Commence alors un tourbillon de faits plus ou moins glorieux, avec allers et retours multiples de Donnie Vie dans son groupe, changements de labels (d’Atco vers Arista, par exemple) et de décès (le guitariste Derek Frigo et le batteur Rick Parent, deux des musiciens qui étaient restés le plus longtemps dans le groupe). Et dans tout ça, toujours pas le moindre signe de retour dans les hauteurs du classement malgré une succession ininterrompue de disques. Il n’y a qu’au Japon qu’Enuff Z’Nuff parvient à se maintenir assez haut grâce à la fidélité indéfectible de son public nippon.
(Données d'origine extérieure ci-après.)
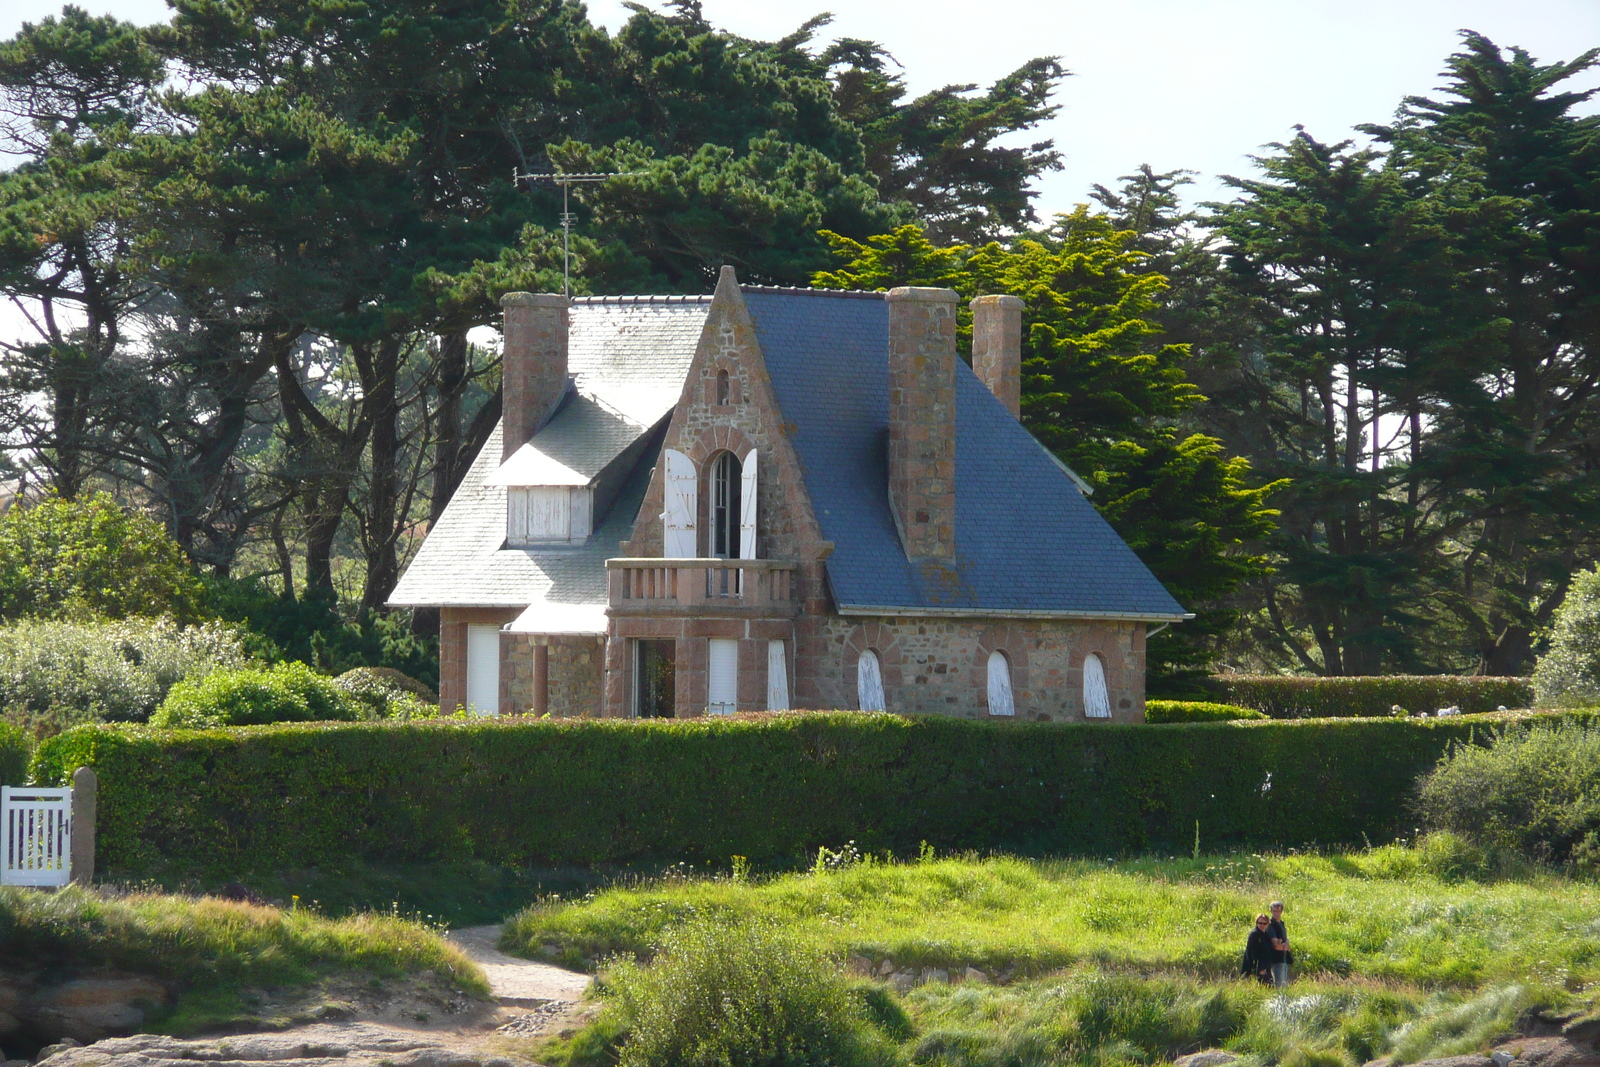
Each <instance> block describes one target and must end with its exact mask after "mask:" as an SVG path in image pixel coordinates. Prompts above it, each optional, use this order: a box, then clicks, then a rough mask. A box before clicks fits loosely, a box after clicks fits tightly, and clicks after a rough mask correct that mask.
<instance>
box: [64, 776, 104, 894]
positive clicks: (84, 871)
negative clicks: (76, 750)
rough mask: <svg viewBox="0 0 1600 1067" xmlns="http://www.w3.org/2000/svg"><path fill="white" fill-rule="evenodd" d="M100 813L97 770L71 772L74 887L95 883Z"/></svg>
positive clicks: (72, 851) (72, 857)
mask: <svg viewBox="0 0 1600 1067" xmlns="http://www.w3.org/2000/svg"><path fill="white" fill-rule="evenodd" d="M98 809H99V777H98V776H96V774H94V768H88V766H80V768H78V769H75V771H72V857H70V864H72V867H70V869H72V885H80V886H86V885H90V883H93V881H94V817H96V814H98Z"/></svg>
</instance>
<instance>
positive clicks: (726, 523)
mask: <svg viewBox="0 0 1600 1067" xmlns="http://www.w3.org/2000/svg"><path fill="white" fill-rule="evenodd" d="M710 553H712V555H714V557H717V558H718V560H736V558H739V458H738V456H734V454H733V453H722V454H718V456H717V459H715V461H714V462H712V467H710Z"/></svg>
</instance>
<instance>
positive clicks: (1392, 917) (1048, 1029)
mask: <svg viewBox="0 0 1600 1067" xmlns="http://www.w3.org/2000/svg"><path fill="white" fill-rule="evenodd" d="M1464 875H1472V877H1464ZM1272 899H1283V901H1285V902H1286V918H1288V921H1290V933H1291V936H1293V941H1294V950H1296V965H1298V969H1296V982H1294V985H1293V989H1291V992H1290V995H1288V997H1277V995H1272V993H1270V992H1269V990H1264V989H1261V987H1258V985H1254V984H1251V982H1243V981H1238V979H1237V977H1235V976H1237V969H1238V957H1240V952H1242V949H1243V942H1245V934H1246V933H1248V928H1250V921H1251V918H1253V917H1254V915H1256V912H1261V910H1266V905H1267V904H1269V902H1270V901H1272ZM699 920H706V921H709V923H712V925H715V926H723V928H730V926H738V925H739V923H757V925H762V923H770V925H778V926H781V928H784V929H790V931H795V933H798V934H800V936H802V937H805V939H806V941H808V942H810V944H813V945H816V947H818V949H821V950H822V952H824V953H826V955H827V957H830V958H832V960H835V961H843V960H846V958H848V957H853V955H854V957H867V958H869V960H872V961H874V965H878V963H882V961H883V960H885V958H890V960H893V961H894V966H896V968H906V966H912V968H922V966H936V968H944V969H950V971H955V969H960V968H965V966H976V968H981V969H984V971H987V973H989V974H1005V976H1008V981H1006V982H1005V984H1002V985H989V984H978V982H963V984H949V985H946V984H926V985H920V987H917V989H914V990H910V992H909V993H906V995H904V997H899V998H898V1003H899V1005H901V1009H902V1011H904V1013H906V1019H909V1025H910V1030H909V1032H907V1033H898V1035H896V1037H894V1041H896V1048H898V1053H896V1056H898V1057H899V1061H901V1062H910V1064H950V1065H962V1067H966V1065H971V1067H978V1065H987V1064H994V1065H997V1067H998V1065H1000V1064H1016V1065H1029V1064H1091V1065H1107V1064H1154V1062H1165V1061H1170V1059H1173V1057H1176V1056H1179V1054H1182V1053H1187V1051H1195V1049H1198V1048H1208V1046H1226V1048H1230V1049H1234V1051H1238V1053H1242V1054H1245V1056H1246V1057H1248V1059H1250V1061H1251V1064H1262V1065H1266V1064H1283V1065H1285V1067H1341V1065H1342V1067H1350V1065H1354V1064H1360V1062H1365V1061H1366V1059H1371V1057H1376V1056H1379V1054H1395V1056H1398V1059H1400V1061H1416V1059H1421V1057H1426V1056H1438V1054H1451V1053H1458V1051H1467V1049H1472V1048H1482V1046H1485V1045H1486V1043H1490V1041H1493V1040H1496V1038H1498V1037H1501V1035H1504V1033H1507V1032H1509V1030H1510V1029H1512V1027H1514V1022H1515V1019H1518V1017H1520V1016H1523V1017H1525V1016H1526V1013H1528V1011H1531V1009H1539V1008H1549V1009H1557V1008H1560V1009H1568V1011H1570V1009H1574V1008H1582V1006H1584V1005H1586V1003H1587V997H1586V992H1584V990H1586V985H1587V984H1590V982H1595V981H1600V886H1595V885H1592V883H1587V881H1573V880H1566V878H1563V877H1558V875H1554V873H1542V872H1520V873H1517V875H1515V877H1491V875H1490V873H1488V872H1485V870H1482V861H1480V859H1478V857H1475V856H1474V854H1472V853H1470V849H1467V848H1464V846H1461V845H1458V843H1453V841H1448V840H1435V841H1432V843H1429V845H1427V846H1426V848H1421V849H1408V848H1400V846H1389V848H1379V849H1371V851H1366V853H1352V854H1336V856H1230V857H1202V859H1200V861H1189V859H1141V861H1125V862H1094V861H1038V862H1034V861H1021V859H1005V857H995V859H973V857H965V859H963V857H952V859H938V861H931V862H920V864H885V862H866V864H858V865H853V867H846V869H843V870H829V872H822V873H790V875H781V877H774V878H768V880H752V881H736V880H733V878H731V877H720V878H701V880H658V881H651V883H640V885H637V886H632V888H613V889H605V891H598V893H590V894H587V896H584V897H582V899H576V901H547V902H544V904H539V905H534V907H530V909H526V910H523V912H522V913H518V915H517V917H515V918H514V920H512V921H510V923H509V925H507V933H506V937H504V941H502V945H504V947H506V949H509V950H514V952H520V953H523V955H531V957H547V958H557V960H560V961H563V963H568V965H584V963H589V965H592V963H595V961H602V963H603V960H605V958H606V957H611V955H616V953H624V955H637V957H640V958H646V960H648V957H650V953H651V950H653V947H654V944H656V942H658V941H659V939H661V936H662V934H664V933H666V931H667V929H669V928H672V926H675V925H682V923H694V921H699ZM880 995H882V993H874V997H880ZM597 1027H598V1030H597V1032H595V1033H600V1032H605V1033H610V1035H611V1037H610V1038H608V1040H610V1041H611V1045H613V1046H614V1041H616V1037H614V1035H616V1033H621V1032H622V1025H621V1024H619V1022H618V1016H616V1011H611V1013H610V1014H608V1016H606V1017H603V1019H602V1022H600V1024H597ZM606 1027H610V1029H606ZM586 1041H587V1043H586ZM600 1045H605V1041H598V1038H595V1035H594V1033H590V1035H589V1037H587V1038H584V1037H581V1038H579V1040H578V1041H574V1043H570V1045H568V1043H558V1045H555V1046H552V1048H547V1049H544V1053H546V1059H547V1061H549V1062H557V1064H562V1062H565V1064H574V1065H576V1064H587V1062H603V1061H605V1054H606V1053H603V1051H602V1053H595V1051H594V1049H595V1048H597V1046H600ZM586 1049H587V1051H586Z"/></svg>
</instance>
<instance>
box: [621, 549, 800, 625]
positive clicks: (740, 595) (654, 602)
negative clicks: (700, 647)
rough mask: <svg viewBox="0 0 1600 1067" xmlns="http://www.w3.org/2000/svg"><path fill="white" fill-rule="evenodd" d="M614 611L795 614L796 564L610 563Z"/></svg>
mask: <svg viewBox="0 0 1600 1067" xmlns="http://www.w3.org/2000/svg"><path fill="white" fill-rule="evenodd" d="M605 566H606V577H608V581H610V601H611V611H613V613H621V614H685V613H696V614H699V613H702V614H795V613H797V611H798V609H800V605H798V600H797V595H795V593H797V590H795V566H797V565H795V563H792V561H786V560H658V558H646V557H619V558H614V560H606V561H605Z"/></svg>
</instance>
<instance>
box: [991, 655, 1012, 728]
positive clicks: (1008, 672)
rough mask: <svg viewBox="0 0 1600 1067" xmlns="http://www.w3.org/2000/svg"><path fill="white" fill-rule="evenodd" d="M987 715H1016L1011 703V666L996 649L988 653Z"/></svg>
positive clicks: (1004, 658)
mask: <svg viewBox="0 0 1600 1067" xmlns="http://www.w3.org/2000/svg"><path fill="white" fill-rule="evenodd" d="M989 713H990V715H1016V705H1014V704H1013V702H1011V664H1010V661H1006V657H1005V653H1002V651H1000V649H998V648H997V649H995V651H992V653H989Z"/></svg>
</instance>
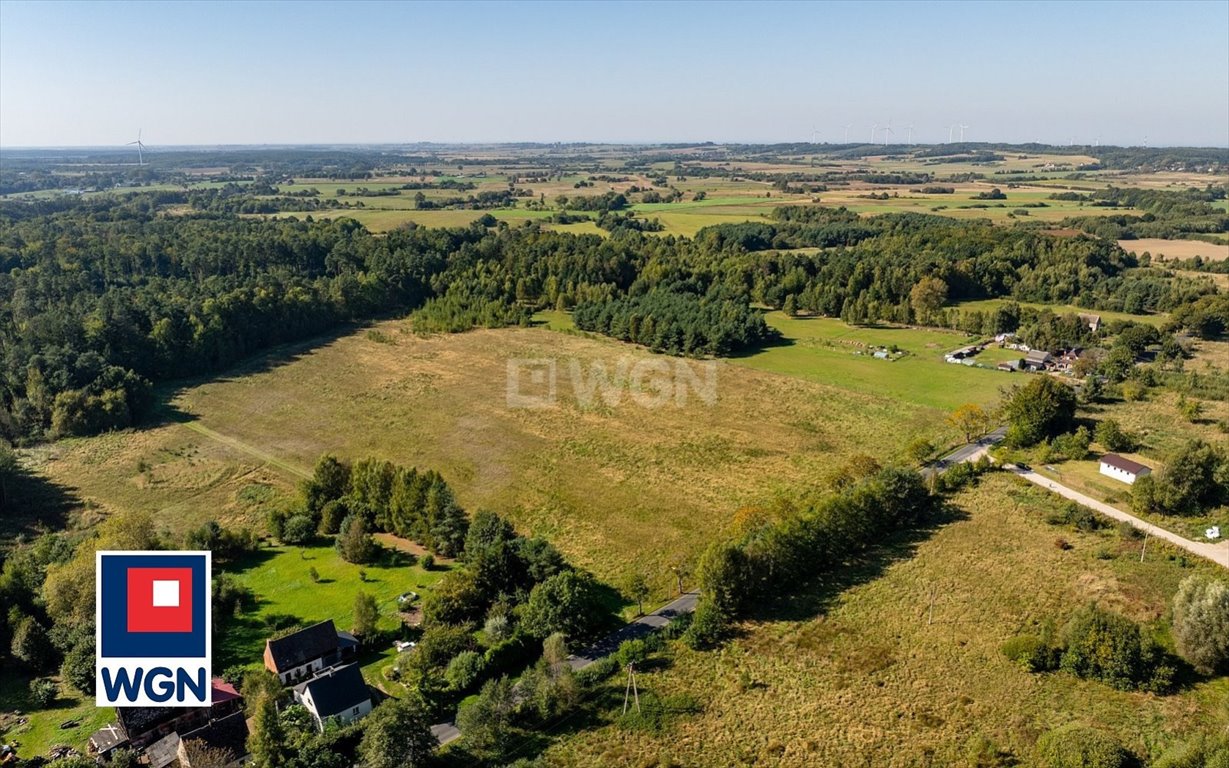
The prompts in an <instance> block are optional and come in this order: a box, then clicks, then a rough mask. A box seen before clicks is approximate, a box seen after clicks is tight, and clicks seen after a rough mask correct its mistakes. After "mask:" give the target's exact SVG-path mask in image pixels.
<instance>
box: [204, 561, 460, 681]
mask: <svg viewBox="0 0 1229 768" xmlns="http://www.w3.org/2000/svg"><path fill="white" fill-rule="evenodd" d="M313 568H315V569H316V574H317V576H318V580H313V579H312V576H311V569H313ZM447 570H449V566H447V565H436V566H434V568H433V569H431V570H424V569H423V566H422V565H420V564H419V563H417V562H415V559H414V558H413V557H412V555H409V554H407V553H403V552H397V551H393V549H390V548H381V557H380V559H379V562H376V563H372V564H369V565H355V564H353V563H347V562H345V560H343V559H342V558H340V557H338V554H337V551H336V549H334V548H333V547H332V546H331V544H322V546H310V547H269V548H264V549H259V551H257V552H254V553H252V554H249V555H247V557H246V558H245V559H242V560H240V562H238V563H235V564H234V565H230V566H226V568H225V569H224V573H227V574H230V575H232V576H234V578H235V580H236V581H238V582H240V584H241V585H243V586H246V587H248V589H249V590H252V592H254V595H256V600H257V607H256V609H254V611H249V612H246V613H243V614H242V616H240V617H237V618H236V621H235V622H234V623H232V624H230V625H229V627H227V629H226V633H225V635H224V637H221V638H219V643H218V648H216V649H215V651H214V664H215V666H216V667H218V671H221V670H225V668H226V667H229V666H231V665H242V666H251V665H256V666H259V665H261V660H262V654H263V652H264V640H265V639H267V638H268V637H269V635H270V634H273V632H274V629H275V628H277V627H278V625H279V624H280V623H283V622H285V623H290V622H294V623H297V624H300V625H307V624H313V623H316V622H323V621H326V619H333V623H334V624H337V628H338V629H343V630H347V632H349V630H350V628H351V625H353V624H354V596H355V595H356V594H358V592H360V591H361V592H366V594H369V595H371V596H372V597H375V598H376V603H377V605H379V606H380V624H379V627H380V629H383V630H393V629H396V628H397V627H398V625H399V623H401V622H399V619H398V618H397V616H396V613H397V607H398V603H397V596H398V595H401V594H403V592H407V591H414V592H418V594H419V595H423V594H425V591H426V590H429V589H430V586H431V585H433V584H435V582H436V581H438V580H439V579H440V576H442V575H444V574H445V573H446V571H447ZM360 574H365V578H364V576H361V575H360ZM377 650H379V649H377Z"/></svg>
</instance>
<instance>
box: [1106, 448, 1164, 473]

Et nous en arrivons finalement au quatorzième album cette année, le deuxième placé chez le label Frontiers, avec un Enuff Z’Nuff qui ne compte plus que Chip Z’Nuff comme membre original. Ce dernier a repris le chant à son compte et a reformé en 2016 une équipe nouvelle autour de Tory Stoffregen (guitare, déjà dans le groupe depuis 2008), Tony Fenelle (guitare rythmique, ex-Ultravox) et Daniel B. Hill (batterie). Il semble que ce sang neuf ait redonné des couleurs à Enuff Z’Nuff qui retrouve avec ce nouvel album une inspiration digne de ce nom. Le disque a d’ailleurs refait son apparition dans les charts US (33e place dans le Billboard indépendant).
Et tout cela fait sens puisque « Diamond boy » est étonnant de jouvence, de classe et d’une force tranquille qui donne du cachet à chacune des onze chansons qui le composent. La voix de Chip Z’Nuff, d’abord, est une nouveauté dans le groupe puisque c’est la première fois que le bassiste vient pousser la chansonnette sur un album d’Enuff Z’Nuff. Il faut dire que l’organe quelque peu nonchalant et planant du bon Chip ne manque pas de charme. Les chansons sont essentiellement power pop, avec un style bien particulier qui donne à penser à des chansons des Beatles qui seraient jouées par des artilleurs de montagne. Les guitares sont charnues, on ne s’excite pas trop sur les tempos et on distille en fait une pop psychédélique assez puissante qui sait envouter l’auditoire.
Les choses commencent dans la force et la joie sur la première partie de l’album (« Diamond boy », « Where did you go », « Fire & ice ») pour dériver peu à peu vers plus de tranquillité (« Faith, hope & luv », « Dopesick »), mais toujours dans la grâce d’un rock plus power que pop et dans lequel ne surnage aucune vulgarité (c’est n’est donc définitivement pas du glam rock ni du hair metal). La dernière chanson est étonnante : « Imanigary man » est quasiment un pompage du « For no one » des Beatles, avec une ambiance à la « Sergeant Pepper ». Preuve que c’est bien de pop dont il s’agit ici, avec un je-ne-sais-quoi de classe et de puissance qui rend cet album délicieux.